Stop Thinking About Data Lakes and Start Thinking About Data Gardens
The prevailing analogy for a collection of data from multiple sources and in multiple formats is that of a lake. While this is more useful than saying ‘store your data on a bunch of virtual machines’, I have come to prefer a different reference point, that of the garden. I mean a conceptual data garden, rather than a literal one.
That’s fine, you might say, but so what?
Because, I think that choice of analogy is important. In the following paragraphs I will outline why I think the garden is a better conceptual starting point for planning the technical strategy and implementation of storing and managing collections of data.
The Data Garden
Who is this place designed for?
To find something hidden beneath the waters of a real lake, specialist equipment and training is required. Perhaps a boat, or scuba gear, maybe powerful sonar. In fact, the whole environment is hostile to humans.
In contrast, a garden is by definition designed with a human experience in mind. While experts are surely involved in creating a garden, and there might be private zones, and areas open to the public, once a person is invited in, they may find what they seek in relative comfort.
Strong foundations matter
Any farmer or gardener will tell you that things like soil quality and access to sunlight matter more than the seeds used. Further, every garden must be designed to complement or benefit from the environment it is in, and while it is possible to start a garden in controlled conditions, more often a garden must be built with an understanding of the local environment.
These conceptual constraints makes sense in an enterprise data environment as well, where data assets must be built around existing technology, people and process. Flexibility is critical, because…
Seasonality and timing are important, nothing is forever
If you think of data stores and assets like plants, you will not be disappointed to realise they require maintenance and care. Some datasets are best left to grow, others requires significant levels of monitoring and curation.
“A garden requires patient labor and attention. Plants do not grow merely to satisfy ambitions or to fulfil good intentions. They thrive because someone expended effort on them. ” Liberty Hyde Bailey
All gardens are unique
There are 25 different versions of mint and 150 varieties of rose. Orchids and sunflowers each have more than 20,000 species. So it is with enterprise data - yes there are similarities but every organisation has their own people data, financial data, operational data, and is interested in different combinations of technical and external data.

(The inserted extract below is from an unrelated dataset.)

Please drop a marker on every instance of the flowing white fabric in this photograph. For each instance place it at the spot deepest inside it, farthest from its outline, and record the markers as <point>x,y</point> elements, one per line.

Gardening relies on principles which are to be applied with judgement by people…
We need gardeners
A gardener supports and understands and maintains their plot. They do not throw a bunch of seeds in the ground, organise a few regular deliveries, and wait. They turn up every day, to prune, cut back weeds, plant things, to show someone around. Rarely, they may sit an enjoy the results of their work.
A gardener is always busy, and so too must be the people tasked with maintaining your data lake garden.
This analogy is not perfect. It’s hard to elegantly include aspects of data access and privacy, or automation and efficiencies of scale, although the data lake concept does not do these easily either. Also, introducing this terminology may present a barrier to education - a data lake is commonly referred to and written about, so it is an ok starting point for an organisation that has not yet taken any steps to consolidate and understand their data universe.
A final note - much has been written on the negatives of file based data lakes (including this good piece by Jeremiah Hansen here), but I believe there is a place for almost any technical architecture as long as it is managed in the right way ie ‘like a garden’.